The hard drive contains student data from 1986 to 2009, including information on children in care, such as their health and behaviour issues.

While the minister called the breach "low risk," the B.C. information and privacy commissioner, Elizabeth Denham, said it raised "very serious privacy issues," and has launched an investigation.

Vincent Gogolek of the B.C. Freedom of Information and Privacy Association says there is cause for concern because of what's in the data.

"It's hard to think of something more intimate and personal than this type of information." said Gogolek.

"Psychological assessments, describing in-care status, substance abuse, family problems. Even if it's not lost, even if it is sitting behind a filing cabinet, those people are going to be upset and rightly so."

NDP education critic Rob Fleming called it "a shocking day for British Columbians. 

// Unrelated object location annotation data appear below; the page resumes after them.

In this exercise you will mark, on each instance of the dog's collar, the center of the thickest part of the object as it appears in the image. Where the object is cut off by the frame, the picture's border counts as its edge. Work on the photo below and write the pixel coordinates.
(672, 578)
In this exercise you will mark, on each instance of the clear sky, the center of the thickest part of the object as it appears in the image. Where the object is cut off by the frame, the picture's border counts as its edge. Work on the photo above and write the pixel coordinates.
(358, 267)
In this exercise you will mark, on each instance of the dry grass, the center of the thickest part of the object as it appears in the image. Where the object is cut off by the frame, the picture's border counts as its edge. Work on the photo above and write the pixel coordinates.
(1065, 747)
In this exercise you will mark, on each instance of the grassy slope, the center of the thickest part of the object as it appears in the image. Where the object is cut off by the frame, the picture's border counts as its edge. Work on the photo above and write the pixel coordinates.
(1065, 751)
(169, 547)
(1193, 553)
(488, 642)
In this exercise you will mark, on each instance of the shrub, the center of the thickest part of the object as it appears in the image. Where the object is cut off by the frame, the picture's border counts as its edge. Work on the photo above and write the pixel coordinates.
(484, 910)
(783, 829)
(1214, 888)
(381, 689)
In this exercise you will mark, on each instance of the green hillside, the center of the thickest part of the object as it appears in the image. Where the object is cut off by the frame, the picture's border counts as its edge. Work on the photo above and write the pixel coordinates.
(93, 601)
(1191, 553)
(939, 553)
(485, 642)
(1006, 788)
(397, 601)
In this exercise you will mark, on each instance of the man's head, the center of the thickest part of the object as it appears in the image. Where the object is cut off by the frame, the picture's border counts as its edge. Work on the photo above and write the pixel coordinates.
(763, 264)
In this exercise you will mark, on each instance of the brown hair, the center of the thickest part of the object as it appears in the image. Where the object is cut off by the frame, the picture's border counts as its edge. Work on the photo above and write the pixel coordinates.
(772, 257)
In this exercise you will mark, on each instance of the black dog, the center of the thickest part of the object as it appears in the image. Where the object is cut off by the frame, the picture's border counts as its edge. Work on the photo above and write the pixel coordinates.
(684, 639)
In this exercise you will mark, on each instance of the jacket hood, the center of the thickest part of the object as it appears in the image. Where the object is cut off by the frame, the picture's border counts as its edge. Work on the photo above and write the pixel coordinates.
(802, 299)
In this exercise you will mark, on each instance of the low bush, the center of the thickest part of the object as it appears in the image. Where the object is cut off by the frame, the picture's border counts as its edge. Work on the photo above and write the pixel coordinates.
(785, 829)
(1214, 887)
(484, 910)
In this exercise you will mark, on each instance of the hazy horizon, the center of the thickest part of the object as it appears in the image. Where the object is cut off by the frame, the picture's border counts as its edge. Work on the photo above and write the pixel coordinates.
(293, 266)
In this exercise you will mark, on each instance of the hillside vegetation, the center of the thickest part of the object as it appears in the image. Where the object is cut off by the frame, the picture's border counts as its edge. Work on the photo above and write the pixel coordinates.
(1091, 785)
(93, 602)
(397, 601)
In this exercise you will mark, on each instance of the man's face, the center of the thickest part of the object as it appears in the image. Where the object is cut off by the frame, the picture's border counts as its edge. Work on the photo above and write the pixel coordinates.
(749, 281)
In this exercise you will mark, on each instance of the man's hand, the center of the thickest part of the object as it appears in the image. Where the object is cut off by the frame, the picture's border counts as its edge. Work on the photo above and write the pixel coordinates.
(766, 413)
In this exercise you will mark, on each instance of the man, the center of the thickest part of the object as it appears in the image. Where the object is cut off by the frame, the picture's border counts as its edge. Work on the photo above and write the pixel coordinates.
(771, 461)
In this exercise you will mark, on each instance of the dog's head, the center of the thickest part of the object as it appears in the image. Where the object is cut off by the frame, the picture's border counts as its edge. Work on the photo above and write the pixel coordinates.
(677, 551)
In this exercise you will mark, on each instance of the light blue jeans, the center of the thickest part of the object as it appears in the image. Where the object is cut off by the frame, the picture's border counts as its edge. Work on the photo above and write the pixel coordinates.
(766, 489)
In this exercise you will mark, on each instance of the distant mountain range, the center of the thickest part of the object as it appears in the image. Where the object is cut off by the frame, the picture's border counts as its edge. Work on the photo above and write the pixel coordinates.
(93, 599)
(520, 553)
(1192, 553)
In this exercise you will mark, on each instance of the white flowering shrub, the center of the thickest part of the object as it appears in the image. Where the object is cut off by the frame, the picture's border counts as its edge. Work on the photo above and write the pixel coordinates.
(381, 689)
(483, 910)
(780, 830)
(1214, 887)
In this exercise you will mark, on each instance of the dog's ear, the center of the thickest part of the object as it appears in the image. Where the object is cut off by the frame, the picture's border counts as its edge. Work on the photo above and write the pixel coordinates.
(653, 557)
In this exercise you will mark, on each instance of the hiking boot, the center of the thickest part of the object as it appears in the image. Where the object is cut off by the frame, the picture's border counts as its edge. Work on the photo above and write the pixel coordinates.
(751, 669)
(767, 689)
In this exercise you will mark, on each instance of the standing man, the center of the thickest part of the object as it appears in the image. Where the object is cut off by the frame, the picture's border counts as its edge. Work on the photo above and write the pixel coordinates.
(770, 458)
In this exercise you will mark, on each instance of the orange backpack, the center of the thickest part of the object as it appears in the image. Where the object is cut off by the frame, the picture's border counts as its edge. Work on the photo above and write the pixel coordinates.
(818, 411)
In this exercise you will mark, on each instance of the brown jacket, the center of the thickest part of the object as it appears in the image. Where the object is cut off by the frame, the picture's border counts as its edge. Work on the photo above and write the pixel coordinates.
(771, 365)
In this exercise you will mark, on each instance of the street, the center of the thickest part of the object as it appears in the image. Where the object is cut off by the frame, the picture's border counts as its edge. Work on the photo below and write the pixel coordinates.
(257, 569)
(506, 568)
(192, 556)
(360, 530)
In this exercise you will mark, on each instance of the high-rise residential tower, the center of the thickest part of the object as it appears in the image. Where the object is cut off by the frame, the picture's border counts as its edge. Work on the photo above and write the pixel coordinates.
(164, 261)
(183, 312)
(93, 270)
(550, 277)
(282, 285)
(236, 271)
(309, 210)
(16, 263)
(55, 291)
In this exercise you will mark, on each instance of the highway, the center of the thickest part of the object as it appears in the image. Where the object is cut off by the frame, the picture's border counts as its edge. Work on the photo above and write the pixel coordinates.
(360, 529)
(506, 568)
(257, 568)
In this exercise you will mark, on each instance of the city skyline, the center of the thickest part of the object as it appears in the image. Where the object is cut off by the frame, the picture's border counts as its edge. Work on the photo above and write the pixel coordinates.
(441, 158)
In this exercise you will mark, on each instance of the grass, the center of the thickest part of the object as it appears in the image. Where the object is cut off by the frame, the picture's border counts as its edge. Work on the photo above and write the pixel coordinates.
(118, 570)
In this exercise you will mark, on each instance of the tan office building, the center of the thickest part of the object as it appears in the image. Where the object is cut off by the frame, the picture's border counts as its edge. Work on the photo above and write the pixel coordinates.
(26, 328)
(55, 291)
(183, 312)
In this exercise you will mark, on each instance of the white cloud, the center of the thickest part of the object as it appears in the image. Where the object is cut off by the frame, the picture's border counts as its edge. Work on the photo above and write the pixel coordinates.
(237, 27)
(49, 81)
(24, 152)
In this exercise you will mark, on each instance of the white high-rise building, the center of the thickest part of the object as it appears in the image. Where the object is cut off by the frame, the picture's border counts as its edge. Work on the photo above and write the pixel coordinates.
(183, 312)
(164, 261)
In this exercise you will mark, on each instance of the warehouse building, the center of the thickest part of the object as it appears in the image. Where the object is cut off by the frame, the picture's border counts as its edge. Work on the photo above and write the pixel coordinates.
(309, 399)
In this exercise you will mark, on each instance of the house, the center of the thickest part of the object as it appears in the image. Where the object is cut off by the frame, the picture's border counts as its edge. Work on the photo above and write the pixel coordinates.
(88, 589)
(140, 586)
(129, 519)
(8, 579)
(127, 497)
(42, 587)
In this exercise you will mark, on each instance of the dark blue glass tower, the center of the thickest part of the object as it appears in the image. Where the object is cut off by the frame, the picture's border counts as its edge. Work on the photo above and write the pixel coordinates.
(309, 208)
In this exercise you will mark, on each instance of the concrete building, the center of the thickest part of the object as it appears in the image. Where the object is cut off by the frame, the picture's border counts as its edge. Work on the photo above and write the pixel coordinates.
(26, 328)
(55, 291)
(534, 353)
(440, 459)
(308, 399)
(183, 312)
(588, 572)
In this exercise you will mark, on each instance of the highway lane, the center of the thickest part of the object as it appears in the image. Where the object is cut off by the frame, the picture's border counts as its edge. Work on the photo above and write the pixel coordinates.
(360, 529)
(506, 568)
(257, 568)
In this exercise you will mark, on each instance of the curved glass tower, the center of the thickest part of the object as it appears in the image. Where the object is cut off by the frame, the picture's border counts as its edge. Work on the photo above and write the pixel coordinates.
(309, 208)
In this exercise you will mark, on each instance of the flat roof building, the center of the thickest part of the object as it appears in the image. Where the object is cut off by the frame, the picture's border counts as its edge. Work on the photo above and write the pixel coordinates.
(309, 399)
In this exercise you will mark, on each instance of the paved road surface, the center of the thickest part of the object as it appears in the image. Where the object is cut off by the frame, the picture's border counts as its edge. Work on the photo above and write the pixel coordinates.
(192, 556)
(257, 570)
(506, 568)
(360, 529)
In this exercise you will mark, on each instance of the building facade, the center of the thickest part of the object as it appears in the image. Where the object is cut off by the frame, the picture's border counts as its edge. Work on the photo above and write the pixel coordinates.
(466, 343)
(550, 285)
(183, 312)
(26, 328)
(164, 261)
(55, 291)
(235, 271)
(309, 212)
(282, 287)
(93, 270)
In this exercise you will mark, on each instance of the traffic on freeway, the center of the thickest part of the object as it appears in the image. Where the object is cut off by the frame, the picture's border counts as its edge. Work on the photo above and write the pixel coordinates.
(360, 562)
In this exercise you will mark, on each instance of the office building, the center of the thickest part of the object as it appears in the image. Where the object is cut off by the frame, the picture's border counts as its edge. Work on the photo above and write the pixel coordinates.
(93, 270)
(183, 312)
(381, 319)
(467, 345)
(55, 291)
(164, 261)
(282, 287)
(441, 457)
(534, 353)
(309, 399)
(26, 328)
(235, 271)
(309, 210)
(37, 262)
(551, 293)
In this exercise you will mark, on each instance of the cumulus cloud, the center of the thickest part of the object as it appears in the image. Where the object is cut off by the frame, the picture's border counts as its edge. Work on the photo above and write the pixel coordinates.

"It's the second largest ministry in government, 3.5 million records,"  said Flemming. "Virtually every British Columbian between the age of 22 and 47 is out there somewhere."

"There's no doubt a mistake was made," said Virk. "First, in how the hard drive was created, and secondly, in how it was stored."

There is no indication of fraud or identity theft as a result of the misplaced drive, said Virk.

Potential for harm, humiliation

The hard drive was created in 2011 as a backup for student records, according to an official with the B.C. education ministry. It also contains information about Yukon students.

It includes personal data such as name, gender, postal code and personal education number but does not include social insurance or health numbers.

For a select group of vulnerable students, the data on the lost hard drive is of a much more sensitive nature.

The drive contains a 2008 file on 200 students who withdrew from the K-12 system in seven school districts, including:

  • Full name and birth date.
  • Substance abuse information.
  • Mental health issues.
  • Psychological assessments.
  • Detailed family data.
  • In-care status (e.g. foster home, group home).

Virk said the government will be examining the potential risk to individuals, and notifying them.

"The chief information officer will be examining the threats ... in terms of the potential for harm, whether it be humiliation, whether it be data, whether it be personal information," said Virk.

Drive was in a locked warehouse

Virk said he learned last Friday at 12:30 p.m. that the drive had been misplaced, but officials with the education ministry have been trying to track it down since early August.

Electronic records showed the hard drive should be in a locked cage inside a locked warehouse, but when staff went looking for it, they couldn't find it despite comprehensive searches.

Virk said information security has improved since 2011, but calls the breach a signal that more needs to be done.

The province's chief information officer has opened an investigation into the breach.

Virk also said he has ordered a review of how personal information will be handled across core government.

People who may be affected can call a Service B.C. information line open Monday to Friday from 7:30 a.m. to 5:00 p.m. PT at 1-800-663-7867, or 604-660-2421 in Vancouver.